Crucé la calle a velocidad de vértigo. Un taxi tocó el claxon con furia. Atravesé el aparcamiento a la carrera sin levantar la cabeza. Oí ruidos de portazos y de un motor al acelerar, y de pronto se encendieron dos faros que me cegaron cuando una furgoneta salió a toda velocidad de entre dos coches, viró hacia la salida y se incorporó al tráfico con un chirrido. Corrí escaleras arriba y entré en casa. Con el mayor cuidado para no despertar a mi hermana, saqué la bolsa de plástico de debajo del colchón y corrí de nuevo al descansillo. Había gente en la escalera. Pegué la espalda a la pared y esperé a que dejaran de oírse los pasos y las voces antes de atreverme a bajar corriendo. Me agaché detrás de los contenedores y avancé por el borde del aparcamiento, deprisa y al amparo de las sombras que iba encontrando en el camino, hasta que llegué al callejón embarrado que conducía al canal. Un día había bajado allí con Mina para ver los patos y los botes pintados de colores, pero los almacenes destruidos por el fuego que había junto a la orilla la habían hecho llorar. Creo que le recordaron a los edificios de Kabul arrasados por las bombas y que, según decía la gente, estaban encantados por espíritus y djinns. Los almacenes parecían aún más fantasmagóricos a la luz de la luna. Unos carteles hechos jirones ondeaban y zumbaban al viento desde sus paredes ennegrecidas, y tras las ventanas rotas no se veía otra cosa que una oscuridad vacía. Mis pies resbalaron por el suelo embarrado, perdí el equilibrio y al caerme me di un golpe en la rodilla contra una piedra afilada. Grité, no pude evitarlo. Unas figuras borrosas salieron corriendo de debajo del puente, donde una pequeña hoguera arrojaba una luz parpadeante sobre el sendero. Intenté alejarme cojeando, temerosa de que quisieran hacerme daño. Cuando me volví para mirar, se habían ocultado en una de las puertas en penumbra.

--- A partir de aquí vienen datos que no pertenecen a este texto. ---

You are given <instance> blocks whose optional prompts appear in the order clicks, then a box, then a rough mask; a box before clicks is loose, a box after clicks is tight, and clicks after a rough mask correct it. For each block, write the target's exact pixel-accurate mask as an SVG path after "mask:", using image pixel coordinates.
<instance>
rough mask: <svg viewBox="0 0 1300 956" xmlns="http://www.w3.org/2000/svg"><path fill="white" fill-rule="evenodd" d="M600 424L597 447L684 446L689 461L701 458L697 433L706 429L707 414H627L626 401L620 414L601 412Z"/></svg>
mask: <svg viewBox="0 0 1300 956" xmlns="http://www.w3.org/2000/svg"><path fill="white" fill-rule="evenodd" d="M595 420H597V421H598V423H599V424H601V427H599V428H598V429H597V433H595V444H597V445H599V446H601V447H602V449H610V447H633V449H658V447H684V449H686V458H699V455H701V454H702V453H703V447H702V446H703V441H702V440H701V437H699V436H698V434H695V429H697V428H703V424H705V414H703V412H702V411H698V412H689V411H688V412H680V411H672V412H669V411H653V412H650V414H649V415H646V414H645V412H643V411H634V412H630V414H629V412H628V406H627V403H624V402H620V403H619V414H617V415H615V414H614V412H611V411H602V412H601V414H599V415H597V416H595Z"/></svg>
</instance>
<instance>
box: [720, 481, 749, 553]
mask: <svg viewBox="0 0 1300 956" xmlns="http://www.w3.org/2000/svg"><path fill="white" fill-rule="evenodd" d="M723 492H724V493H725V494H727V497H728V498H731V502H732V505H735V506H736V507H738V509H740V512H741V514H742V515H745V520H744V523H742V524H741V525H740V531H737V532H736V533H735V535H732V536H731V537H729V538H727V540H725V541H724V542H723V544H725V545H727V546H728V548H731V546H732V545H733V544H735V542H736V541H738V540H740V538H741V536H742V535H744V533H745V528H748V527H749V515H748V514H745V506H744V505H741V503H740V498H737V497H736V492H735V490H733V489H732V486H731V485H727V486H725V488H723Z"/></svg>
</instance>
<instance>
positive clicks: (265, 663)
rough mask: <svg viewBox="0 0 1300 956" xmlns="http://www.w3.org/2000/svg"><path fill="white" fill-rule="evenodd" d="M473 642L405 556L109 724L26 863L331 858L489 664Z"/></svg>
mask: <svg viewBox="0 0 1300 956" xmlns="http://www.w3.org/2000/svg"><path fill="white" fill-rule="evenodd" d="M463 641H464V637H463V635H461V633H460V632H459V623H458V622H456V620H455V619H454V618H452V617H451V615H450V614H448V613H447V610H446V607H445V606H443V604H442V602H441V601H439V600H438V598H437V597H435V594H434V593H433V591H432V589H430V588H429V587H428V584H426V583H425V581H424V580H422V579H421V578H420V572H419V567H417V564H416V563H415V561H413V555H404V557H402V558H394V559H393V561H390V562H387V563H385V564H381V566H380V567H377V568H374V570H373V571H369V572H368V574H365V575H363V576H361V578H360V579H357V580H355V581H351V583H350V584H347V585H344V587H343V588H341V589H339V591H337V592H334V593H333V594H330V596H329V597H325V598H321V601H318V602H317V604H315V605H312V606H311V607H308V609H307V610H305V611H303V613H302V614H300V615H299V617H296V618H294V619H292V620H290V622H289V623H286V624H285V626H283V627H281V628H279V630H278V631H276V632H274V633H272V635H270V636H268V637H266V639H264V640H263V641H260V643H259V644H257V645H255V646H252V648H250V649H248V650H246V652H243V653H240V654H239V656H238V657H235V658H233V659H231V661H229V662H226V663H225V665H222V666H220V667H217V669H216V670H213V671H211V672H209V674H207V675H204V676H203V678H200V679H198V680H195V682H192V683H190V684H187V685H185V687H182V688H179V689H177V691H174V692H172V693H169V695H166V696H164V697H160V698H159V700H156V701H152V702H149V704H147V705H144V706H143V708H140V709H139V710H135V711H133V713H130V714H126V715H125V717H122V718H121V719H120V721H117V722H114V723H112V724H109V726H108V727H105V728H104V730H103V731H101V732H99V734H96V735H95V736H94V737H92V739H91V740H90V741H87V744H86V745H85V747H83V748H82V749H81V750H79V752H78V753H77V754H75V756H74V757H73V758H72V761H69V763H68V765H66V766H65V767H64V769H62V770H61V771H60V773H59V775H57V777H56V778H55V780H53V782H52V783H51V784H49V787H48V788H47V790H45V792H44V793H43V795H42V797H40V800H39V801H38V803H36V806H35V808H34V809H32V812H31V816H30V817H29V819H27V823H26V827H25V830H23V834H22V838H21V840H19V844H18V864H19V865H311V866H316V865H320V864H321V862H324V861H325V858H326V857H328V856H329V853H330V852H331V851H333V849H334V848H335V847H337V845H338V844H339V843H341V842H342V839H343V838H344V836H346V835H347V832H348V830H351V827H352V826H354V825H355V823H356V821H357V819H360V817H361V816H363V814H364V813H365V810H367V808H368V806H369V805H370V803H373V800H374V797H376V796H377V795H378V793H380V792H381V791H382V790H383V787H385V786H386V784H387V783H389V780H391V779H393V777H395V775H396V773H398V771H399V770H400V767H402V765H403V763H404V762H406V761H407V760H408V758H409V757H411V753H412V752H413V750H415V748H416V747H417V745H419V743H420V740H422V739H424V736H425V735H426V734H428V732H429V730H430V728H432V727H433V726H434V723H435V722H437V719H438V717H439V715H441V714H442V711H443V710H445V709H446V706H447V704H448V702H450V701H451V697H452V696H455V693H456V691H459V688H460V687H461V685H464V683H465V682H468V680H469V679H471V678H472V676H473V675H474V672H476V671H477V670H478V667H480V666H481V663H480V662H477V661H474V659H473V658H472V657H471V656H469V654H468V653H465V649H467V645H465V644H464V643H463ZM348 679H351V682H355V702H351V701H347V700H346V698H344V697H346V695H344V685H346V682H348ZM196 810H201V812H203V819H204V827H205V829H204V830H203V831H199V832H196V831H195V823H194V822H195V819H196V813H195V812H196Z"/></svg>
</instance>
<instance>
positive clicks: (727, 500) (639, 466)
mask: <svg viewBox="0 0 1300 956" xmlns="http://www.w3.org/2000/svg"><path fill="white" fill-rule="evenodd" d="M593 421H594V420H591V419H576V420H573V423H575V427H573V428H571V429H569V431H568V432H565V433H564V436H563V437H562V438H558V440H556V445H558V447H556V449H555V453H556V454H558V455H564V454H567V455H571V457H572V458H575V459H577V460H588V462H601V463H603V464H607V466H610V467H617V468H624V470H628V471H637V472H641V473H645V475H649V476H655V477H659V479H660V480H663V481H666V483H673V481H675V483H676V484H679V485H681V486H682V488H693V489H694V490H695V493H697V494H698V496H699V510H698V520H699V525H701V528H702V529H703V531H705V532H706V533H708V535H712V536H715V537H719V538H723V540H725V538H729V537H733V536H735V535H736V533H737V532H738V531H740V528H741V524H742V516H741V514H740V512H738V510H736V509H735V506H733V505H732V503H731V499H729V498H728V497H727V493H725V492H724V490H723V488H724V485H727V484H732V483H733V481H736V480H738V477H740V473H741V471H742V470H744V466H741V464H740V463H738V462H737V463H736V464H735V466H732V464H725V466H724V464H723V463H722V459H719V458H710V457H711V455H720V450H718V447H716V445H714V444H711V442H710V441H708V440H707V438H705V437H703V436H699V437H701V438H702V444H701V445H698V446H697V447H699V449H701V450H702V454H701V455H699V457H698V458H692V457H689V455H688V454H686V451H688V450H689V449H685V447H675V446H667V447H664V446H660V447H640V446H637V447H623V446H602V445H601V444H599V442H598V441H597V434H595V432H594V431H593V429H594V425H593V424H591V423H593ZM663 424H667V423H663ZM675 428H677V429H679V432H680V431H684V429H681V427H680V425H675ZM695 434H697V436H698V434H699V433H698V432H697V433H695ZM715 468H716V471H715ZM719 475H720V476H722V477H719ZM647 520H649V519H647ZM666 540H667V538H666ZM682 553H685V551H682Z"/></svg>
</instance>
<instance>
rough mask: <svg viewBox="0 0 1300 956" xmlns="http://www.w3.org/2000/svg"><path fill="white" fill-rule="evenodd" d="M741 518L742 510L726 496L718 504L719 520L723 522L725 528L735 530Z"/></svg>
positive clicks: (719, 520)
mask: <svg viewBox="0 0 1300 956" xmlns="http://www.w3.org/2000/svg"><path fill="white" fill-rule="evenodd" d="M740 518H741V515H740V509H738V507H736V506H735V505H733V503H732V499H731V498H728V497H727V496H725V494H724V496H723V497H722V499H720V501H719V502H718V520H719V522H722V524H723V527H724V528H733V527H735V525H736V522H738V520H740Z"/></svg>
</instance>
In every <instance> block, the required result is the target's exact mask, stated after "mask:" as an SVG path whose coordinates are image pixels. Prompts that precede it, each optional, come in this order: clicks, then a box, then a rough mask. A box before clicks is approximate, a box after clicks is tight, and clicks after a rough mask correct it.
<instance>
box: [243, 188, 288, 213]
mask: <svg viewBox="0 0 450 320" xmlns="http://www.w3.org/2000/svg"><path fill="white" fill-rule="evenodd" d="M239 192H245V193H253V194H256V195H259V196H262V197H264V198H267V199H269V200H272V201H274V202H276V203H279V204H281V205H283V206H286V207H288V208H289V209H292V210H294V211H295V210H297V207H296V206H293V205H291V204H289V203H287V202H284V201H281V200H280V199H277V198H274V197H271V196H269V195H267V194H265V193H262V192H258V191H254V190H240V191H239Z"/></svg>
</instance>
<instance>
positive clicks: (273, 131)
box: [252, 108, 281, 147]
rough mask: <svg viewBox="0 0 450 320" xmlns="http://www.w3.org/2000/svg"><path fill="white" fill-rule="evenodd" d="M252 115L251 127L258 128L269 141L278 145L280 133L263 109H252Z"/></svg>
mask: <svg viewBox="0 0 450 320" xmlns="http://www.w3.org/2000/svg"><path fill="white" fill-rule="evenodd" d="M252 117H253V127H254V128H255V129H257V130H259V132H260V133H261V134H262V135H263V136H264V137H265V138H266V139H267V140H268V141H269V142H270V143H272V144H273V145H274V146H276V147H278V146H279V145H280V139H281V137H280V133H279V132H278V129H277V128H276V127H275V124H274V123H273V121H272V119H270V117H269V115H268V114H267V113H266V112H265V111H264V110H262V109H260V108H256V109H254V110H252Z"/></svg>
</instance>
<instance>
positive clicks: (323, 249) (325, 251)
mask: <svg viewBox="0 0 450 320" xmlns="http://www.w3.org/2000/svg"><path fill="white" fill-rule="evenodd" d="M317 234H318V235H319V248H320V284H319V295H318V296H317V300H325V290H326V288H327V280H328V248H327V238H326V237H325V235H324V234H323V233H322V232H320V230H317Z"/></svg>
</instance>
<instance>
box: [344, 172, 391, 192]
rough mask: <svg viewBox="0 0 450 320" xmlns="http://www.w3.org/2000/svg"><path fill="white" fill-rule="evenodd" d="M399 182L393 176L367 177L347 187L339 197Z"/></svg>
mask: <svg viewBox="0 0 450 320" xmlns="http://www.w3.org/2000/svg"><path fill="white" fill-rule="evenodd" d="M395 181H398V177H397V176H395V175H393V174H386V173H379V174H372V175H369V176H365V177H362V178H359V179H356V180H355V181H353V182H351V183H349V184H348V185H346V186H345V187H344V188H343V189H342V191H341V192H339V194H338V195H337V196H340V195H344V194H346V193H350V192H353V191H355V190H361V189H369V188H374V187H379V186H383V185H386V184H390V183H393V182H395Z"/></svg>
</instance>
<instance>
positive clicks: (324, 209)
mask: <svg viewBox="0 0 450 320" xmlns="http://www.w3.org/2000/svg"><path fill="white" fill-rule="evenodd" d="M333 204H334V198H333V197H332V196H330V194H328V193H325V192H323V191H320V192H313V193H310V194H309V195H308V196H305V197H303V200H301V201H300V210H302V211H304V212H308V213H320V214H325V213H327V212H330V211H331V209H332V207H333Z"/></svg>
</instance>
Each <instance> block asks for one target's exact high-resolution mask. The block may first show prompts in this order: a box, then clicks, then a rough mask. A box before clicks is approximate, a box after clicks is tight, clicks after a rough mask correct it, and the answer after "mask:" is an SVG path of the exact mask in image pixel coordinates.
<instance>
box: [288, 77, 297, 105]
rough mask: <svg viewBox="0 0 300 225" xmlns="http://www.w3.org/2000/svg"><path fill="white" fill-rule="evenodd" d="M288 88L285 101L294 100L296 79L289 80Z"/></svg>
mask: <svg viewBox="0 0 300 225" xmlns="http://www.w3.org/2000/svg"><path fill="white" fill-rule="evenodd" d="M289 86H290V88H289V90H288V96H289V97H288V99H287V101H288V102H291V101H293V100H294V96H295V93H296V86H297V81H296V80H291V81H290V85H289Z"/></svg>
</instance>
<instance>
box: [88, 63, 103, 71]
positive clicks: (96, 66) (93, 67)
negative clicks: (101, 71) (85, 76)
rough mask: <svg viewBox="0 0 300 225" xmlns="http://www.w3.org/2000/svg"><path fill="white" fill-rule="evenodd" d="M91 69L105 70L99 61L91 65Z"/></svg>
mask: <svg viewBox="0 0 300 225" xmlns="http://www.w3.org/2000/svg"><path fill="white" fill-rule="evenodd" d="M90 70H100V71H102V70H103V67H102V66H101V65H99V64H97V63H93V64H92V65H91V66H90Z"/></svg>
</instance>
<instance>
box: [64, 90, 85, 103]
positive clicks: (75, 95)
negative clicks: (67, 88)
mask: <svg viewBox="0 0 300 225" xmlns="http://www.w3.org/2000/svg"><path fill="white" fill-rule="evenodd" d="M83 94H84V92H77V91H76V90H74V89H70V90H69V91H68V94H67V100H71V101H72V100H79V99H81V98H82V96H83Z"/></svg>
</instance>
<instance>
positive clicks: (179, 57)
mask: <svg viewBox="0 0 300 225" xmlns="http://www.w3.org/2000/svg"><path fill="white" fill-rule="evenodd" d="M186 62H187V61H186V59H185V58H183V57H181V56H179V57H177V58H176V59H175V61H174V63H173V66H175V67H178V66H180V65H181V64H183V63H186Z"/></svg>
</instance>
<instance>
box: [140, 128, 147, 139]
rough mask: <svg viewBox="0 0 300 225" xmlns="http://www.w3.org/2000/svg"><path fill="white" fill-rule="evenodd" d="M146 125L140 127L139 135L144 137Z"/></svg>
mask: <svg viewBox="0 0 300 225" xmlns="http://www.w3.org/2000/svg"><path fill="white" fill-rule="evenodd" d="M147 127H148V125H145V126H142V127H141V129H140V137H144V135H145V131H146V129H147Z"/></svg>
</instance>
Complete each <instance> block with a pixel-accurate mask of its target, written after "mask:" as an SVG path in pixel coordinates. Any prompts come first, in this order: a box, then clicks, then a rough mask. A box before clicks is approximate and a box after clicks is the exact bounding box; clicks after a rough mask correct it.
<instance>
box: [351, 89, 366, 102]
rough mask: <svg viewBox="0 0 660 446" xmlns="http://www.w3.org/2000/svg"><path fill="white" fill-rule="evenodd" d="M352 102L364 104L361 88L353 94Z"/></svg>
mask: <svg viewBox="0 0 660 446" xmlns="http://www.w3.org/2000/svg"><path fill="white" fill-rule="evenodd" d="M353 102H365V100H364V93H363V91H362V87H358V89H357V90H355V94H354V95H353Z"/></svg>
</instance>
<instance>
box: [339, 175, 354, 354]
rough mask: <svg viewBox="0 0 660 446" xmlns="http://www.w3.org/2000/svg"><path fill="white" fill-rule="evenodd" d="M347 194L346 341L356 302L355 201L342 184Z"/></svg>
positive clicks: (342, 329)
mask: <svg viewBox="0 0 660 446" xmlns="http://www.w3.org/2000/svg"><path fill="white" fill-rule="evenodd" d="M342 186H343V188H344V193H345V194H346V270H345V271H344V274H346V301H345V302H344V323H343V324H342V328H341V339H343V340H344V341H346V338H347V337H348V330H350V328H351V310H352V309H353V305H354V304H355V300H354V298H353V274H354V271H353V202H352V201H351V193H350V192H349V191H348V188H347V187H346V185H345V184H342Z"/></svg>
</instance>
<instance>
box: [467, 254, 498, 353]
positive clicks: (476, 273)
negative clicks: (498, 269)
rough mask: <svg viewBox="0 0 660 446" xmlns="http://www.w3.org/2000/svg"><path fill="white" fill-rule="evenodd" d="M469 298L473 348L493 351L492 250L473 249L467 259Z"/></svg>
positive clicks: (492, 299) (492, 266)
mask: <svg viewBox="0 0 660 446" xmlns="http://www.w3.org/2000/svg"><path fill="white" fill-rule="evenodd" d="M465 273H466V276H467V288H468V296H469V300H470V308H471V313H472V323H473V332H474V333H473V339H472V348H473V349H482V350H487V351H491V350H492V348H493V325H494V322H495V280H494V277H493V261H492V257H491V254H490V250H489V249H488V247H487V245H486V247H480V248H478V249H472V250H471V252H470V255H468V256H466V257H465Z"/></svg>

Algo hizo crujir la basura que cubría el callejón. Me eché hacia atrás sobresaltada. De repente, un zorro apareció ante mí, agitando una rata entre las mandíbulas. Sus ojos me miraron con un destello durante un instante y después se alejó corriendo a buen paso. Yo cojeaba y resbalaba, pero me obligué a seguir buscando hasta que encontré lo que quería: un viejo bote de madera llamado Margaretta. La primera vez que lo vi me había dado mucha pena pensar que alguien dejara pudrirse un bote con un nombre tan bonito. Ahora me alegraba de que estuviera abandonado. Tiré de la amarra hasta que su casco cubierto de lodo tocó la orilla. Con una rápida mirada hacia el sendero para cerciorarme de que no había nadie mirando, empujé la bolsa por una parte en la que la lona estaba rasgada. El sonido del metal al golpear la madera resonó sobre el agua. Oí pasos. Me giré enseguida. Un anciano con el pelo largo y blanco y una barba canosa y sucia salió de la oscuridad dando tumbos con una botella en la mano. Su olor casi me asfixia. Se acercó a mí tambaleándose, con los brazos extendidos y entre balbuceos. Lo aparté de un empujón y no dejé de correr hasta que llegué al apartamento. Y ni siquiera entonces me sentí segura.